From its earliest flights in 1926, carrying mail and occasionally a solo passenger to Chicago, to its acquisition by Delta in 2010, Northwest Airlines soared to the heights of technological achievement and business innovation—and sunk to the depths of employee discord, passenger dissatisfaction, and financial bankruptcy. Its story, rich in singular successes and failures, also has the sweep of the history of American business in the twentieth century. Non-Stop: A Turbulent History of Northwest Airlines captures both the broad context and the intriguing details as it weaves together the accounts of individuals who gave the airline its unique character: from founder Lewis Brittin and pioneering female executive “Rosie” Stein to the CEOs who saw the company through its glory days and its final tumultuous decade.
What was it like to pilot a crippled airliner, to be in the vanguard of the new profession of stewardess, to ride in the cabin of a luxurious Stratocruiser for the first time? These are the experiences that come alive as Jack El-Hai follows Northwest from its humble beginnings to its triumph as the envy of the airline industry and then ultimately to its decline into what aggrieved passengers and employees called “Northworst.”

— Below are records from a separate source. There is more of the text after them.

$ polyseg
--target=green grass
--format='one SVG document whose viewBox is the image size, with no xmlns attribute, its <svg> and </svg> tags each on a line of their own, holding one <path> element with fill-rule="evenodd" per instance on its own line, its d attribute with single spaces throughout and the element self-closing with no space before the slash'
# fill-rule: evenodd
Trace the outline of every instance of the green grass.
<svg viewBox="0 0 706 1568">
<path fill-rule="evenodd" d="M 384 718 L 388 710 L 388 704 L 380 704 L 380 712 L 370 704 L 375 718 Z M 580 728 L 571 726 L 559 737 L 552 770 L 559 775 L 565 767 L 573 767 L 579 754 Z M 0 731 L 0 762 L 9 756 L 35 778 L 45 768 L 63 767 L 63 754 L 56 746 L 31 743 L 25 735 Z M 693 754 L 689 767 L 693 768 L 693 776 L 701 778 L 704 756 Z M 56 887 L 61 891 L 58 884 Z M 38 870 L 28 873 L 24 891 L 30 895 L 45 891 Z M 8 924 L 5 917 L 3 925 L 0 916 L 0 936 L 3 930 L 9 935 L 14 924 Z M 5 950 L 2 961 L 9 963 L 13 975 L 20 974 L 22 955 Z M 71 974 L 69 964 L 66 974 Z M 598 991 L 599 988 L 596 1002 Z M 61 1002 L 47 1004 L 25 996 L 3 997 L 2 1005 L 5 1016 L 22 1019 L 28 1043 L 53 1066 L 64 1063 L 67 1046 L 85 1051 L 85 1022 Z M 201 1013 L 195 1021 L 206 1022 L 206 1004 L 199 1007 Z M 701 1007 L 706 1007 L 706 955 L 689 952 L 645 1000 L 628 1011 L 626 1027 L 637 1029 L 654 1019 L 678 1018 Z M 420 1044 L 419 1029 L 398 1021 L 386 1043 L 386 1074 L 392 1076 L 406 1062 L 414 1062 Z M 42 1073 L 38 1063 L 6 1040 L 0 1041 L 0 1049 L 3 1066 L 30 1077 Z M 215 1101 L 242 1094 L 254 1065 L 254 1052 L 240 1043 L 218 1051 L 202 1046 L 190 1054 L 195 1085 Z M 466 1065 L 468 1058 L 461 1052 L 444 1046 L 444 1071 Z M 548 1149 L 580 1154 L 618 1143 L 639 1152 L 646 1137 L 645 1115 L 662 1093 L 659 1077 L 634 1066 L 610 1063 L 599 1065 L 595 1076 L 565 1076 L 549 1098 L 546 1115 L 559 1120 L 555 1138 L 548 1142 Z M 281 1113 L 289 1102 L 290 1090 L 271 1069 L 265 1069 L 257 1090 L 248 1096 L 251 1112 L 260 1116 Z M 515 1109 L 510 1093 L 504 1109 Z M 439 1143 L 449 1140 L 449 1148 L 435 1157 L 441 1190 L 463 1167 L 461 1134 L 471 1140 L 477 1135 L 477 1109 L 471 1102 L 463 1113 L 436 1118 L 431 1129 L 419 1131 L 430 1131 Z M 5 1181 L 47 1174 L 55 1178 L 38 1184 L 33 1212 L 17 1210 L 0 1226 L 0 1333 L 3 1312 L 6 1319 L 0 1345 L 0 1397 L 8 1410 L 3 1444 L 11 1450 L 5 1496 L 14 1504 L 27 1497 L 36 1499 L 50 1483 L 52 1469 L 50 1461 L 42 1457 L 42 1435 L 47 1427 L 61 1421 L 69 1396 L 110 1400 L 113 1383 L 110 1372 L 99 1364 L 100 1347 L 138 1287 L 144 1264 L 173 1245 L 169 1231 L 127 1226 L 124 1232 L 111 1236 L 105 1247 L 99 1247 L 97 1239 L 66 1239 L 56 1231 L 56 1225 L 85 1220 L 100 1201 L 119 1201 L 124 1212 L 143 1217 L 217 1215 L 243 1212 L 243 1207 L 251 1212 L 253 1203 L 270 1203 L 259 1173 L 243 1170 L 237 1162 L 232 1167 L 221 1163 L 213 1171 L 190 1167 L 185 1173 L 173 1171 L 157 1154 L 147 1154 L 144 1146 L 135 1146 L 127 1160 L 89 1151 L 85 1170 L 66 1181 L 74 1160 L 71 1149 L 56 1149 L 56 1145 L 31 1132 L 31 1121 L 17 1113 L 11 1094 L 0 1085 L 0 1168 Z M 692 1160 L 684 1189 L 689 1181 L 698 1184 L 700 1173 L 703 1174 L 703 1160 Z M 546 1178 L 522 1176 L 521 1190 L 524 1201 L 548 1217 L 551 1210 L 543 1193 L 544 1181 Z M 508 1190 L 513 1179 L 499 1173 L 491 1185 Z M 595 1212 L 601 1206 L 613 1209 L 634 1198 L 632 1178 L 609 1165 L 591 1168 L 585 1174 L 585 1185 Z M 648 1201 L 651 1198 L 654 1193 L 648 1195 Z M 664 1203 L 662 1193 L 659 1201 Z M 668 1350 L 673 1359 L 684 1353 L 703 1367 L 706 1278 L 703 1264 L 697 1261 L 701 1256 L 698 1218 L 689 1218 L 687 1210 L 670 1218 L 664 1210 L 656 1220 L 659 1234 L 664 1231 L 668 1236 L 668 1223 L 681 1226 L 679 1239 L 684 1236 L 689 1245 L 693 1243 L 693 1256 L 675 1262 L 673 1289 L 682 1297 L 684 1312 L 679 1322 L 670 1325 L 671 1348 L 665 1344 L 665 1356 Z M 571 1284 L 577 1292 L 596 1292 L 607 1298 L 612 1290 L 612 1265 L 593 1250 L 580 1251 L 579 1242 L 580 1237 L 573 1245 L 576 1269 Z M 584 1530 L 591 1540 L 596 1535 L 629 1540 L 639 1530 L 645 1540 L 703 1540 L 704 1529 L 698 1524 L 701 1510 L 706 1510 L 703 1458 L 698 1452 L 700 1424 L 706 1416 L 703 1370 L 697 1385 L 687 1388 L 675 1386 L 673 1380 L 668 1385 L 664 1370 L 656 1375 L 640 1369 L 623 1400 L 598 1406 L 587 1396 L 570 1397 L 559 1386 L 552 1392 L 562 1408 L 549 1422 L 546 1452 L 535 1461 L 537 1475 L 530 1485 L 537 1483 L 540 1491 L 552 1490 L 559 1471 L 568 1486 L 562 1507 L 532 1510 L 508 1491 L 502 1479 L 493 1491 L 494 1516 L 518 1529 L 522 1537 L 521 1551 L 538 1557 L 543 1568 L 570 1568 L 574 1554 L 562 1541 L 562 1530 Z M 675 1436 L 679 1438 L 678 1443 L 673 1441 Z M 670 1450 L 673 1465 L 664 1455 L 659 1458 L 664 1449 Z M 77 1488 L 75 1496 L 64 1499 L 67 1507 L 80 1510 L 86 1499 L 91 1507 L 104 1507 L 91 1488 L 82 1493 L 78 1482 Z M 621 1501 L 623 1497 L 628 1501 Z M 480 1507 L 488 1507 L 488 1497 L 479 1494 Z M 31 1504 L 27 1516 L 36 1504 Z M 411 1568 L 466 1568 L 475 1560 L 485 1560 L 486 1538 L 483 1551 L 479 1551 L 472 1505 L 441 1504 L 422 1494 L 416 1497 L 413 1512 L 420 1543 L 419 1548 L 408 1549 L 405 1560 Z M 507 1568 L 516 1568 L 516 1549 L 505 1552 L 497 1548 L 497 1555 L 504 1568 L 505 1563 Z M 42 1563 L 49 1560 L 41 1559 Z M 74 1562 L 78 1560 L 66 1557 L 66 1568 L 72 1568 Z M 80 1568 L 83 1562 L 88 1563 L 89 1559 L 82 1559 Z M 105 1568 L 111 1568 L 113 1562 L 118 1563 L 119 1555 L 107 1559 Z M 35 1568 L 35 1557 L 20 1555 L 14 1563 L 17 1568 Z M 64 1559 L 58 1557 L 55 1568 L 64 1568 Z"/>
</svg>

Non-Stop hits the airline’s high points (such as its contributions during World War II and the Korean War) and the low—D. B. Cooper’s parachute getaway from a Northwest airliner in 1971 and a terrorist’s disruption of the airline’s last year. Touching on everything from airline food and advertising to smoking regulations and labor relations, the story of Northwest Airlines encapsulates the profound changes to business, travel, and culture that marked the twentieth century.